Open enrollment begins Tuesday for the Affordable Care Act insurance exchange at healthcare.gov, with consumers facing higher premiums, fewer choices of health plans and a measure of uncertainty about the future of the health law better known as Obamacare.
In Miami-Dade and Broward counties, where nearly 650,000 people signed up for an ACA plan in 2016 — more than any other metropolitan area in the nation — consumers will have fewer choices of insurers but an equal or greater number of health plans for 2017 than the current year.
At least 61 plans are available in Miami-Dade and 60 in Broward, with full-price monthly premiums ranging from less than $300 to nearly $1,000, depending on a consumer’s age, smoking status and county of residence.
While those premiums reflect an average 19 percent increase for ACA plans sold in Florida for 2017, according to an analysis by the state’s Office of Insurance Regulation, most consumers who buy their coverage on healthcare.gov will not feel the pinch, said Karen Egozi, chief executive of the nonprofit Epilepsy Foundation of Florida, which will provide in-person counseling statewide.
“Although the prices have gone up and the premiums have increased, so have the subsidies,” Egozi said, referring to the tax credits and discounts that eligible consumers receive to make their ACA plans more affordable. “So, it isn’t like a major increase.”

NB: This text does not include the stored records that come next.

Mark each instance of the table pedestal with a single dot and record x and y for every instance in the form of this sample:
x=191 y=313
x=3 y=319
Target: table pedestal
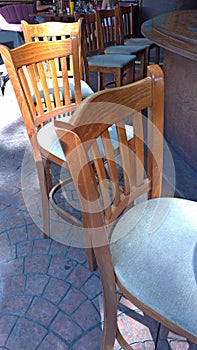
x=176 y=32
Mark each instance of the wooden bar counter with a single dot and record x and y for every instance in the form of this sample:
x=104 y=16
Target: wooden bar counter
x=176 y=32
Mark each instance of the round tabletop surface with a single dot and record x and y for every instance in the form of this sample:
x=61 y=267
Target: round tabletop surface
x=175 y=31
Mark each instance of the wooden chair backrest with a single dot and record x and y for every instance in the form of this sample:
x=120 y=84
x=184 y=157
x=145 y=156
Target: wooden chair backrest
x=38 y=100
x=54 y=31
x=108 y=181
x=89 y=39
x=89 y=33
x=108 y=30
x=126 y=22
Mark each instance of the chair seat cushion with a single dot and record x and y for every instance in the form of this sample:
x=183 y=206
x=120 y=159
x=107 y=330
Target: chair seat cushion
x=111 y=61
x=125 y=50
x=154 y=252
x=85 y=88
x=48 y=140
x=138 y=41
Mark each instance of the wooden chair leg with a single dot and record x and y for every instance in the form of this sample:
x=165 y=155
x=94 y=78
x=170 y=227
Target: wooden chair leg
x=44 y=197
x=157 y=54
x=130 y=74
x=118 y=77
x=101 y=81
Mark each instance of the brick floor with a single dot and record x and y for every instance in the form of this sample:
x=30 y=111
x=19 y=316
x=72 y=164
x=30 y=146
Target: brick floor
x=49 y=300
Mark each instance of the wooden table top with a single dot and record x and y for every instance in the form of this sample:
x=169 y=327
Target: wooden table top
x=50 y=16
x=175 y=31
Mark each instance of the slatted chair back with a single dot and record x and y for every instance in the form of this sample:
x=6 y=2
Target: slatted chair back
x=126 y=22
x=115 y=181
x=138 y=246
x=43 y=100
x=39 y=101
x=54 y=31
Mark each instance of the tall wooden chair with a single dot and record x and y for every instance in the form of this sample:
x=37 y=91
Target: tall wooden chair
x=29 y=67
x=145 y=251
x=109 y=34
x=126 y=22
x=94 y=61
x=58 y=31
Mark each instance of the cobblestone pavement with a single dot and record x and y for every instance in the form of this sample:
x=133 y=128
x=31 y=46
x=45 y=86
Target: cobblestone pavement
x=49 y=300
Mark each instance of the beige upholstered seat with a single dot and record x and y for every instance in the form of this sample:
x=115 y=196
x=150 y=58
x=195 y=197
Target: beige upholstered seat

Of the 1.5 million Floridians who signed up for an ACA plan in 2016, nine out of 10 received a subsidy that lowered their monthly premiums, according to the U.S. Department of Health and Human Services. And many Floridians on the ACA exchange, about 86 percent, qualified for the most generous benefits, which help them pay for premiums and out-of-pocket expenses, such as deductibles and co-payments.
Yet even with Florida’s high enrollment in healthcare.gov, many more residents are unaware they are eligible for subsidized coverage, according to estimates from the Obama administration, which has selected the Miami-Fort Lauderdale area for extra outreach.
According to the estimates, Florida is home to about 153,000 people who buy individual health insurance without using the ACA exchange, even though their incomes would qualify them for subsidies to make ACA coverage more affordable.
19%Average premium increase for plans sold in Florida on Affordable Care Act exchange for 2017
To help reach those individuals and re-enroll existing consumers, HHS will partner with nonprofits such as the Epilepsy Foundation and local Health Councils that help coordinate health planning across the state, to canvas neighborhoods with high rates of uninsured resident and to promote sign-ups at college and university campuses.
“What we’re trying to do this time is really get a lot of boots on the ground,” said Monica Gonzalez, who manages the navigator enrollment counseling program for Epilepsy Foundation. “We’re going to neighborhoods and going door to door, meeting people while they’re out on their lunch break and having conversations.”
Navigators with the Epilepsy Foundation also have forged partnerships with consulates in Miami-Dade to reach newly arrived immigrants, said Juanita Mainster, an enrollment counselor.
“One of our initiatives,” Mainster said, “was to work and develop partnerships specifically with the Latin American consulates in Miami, and bring them in to educate those populations that they serve. … We’re not only reaching that particular person who’s there but the entire extended family of the individual who’s there. That puts the word out to the community.”
Egozi said navigators always counsel re-enrolling consumers to check their plan before renewing it, even if they intend to keep the same one, because coverage benefits may have changed from the prior year.
“They still need to look and compare the coverage, compare the premiums, and look what doctors and physicians are on it,” she said.
Consumers must sign up for a plan by Dec. 15 in order for coverage to begin on Jan. 1, but the open enrollment season runs through January.
A list of ACA exchange enrollment counselors in South Florida is available at localhelp.healthcare.gov.